Assise dans un café de la capitale espagnole, la spécialiste du maître italien du clair-obscur (1571-1610) raconte à l'AFP ce qu'elle a elle-même baptisé "l'opération Caravage".

Quelques heures avant qu'une maison d'enchères madrilène ne la mette à prix pour à peine 1 500 euros, le ministère espagnol de la Culture a bloqué jeudi la vente de cette huile sur toile, appelée Le Couronnement d'épines et considérée jusqu'alors comme l'œuvre d'un peintre issu de l'école de l'Espagnol José de Ribera.

Appelée par le Prado pour donner son avis

"J'ai vu le tableau via une image envoyée sur WhatsApp par des amis antiquaires qui ont compris immédiatement qu'il pouvait s'agir d'un tableau très important et voulaient savoir ce que j'en pensais", déclare cette professeure à l'université Roma Tre.

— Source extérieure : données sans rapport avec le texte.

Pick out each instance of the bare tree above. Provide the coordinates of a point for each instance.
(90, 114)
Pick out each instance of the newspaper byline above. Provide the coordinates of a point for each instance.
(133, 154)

Pensant au début à un Battistello, l'un des disciples du Caravage, elle finit par "se rendre compte" que cet Ecce homo était une œuvre "du maître lui-même. Mais je ne pouvais pas dire que c'était Le Caravage sans le voir".

C'est alors que la direction du grand musée madrilène du Prado l'appelle pour lui demander son avis. Arrivée mercredi à Madrid, elle voit le tableau dans la maison d'enchères qui devait le mettre sur le marché. "Je n'ai (...)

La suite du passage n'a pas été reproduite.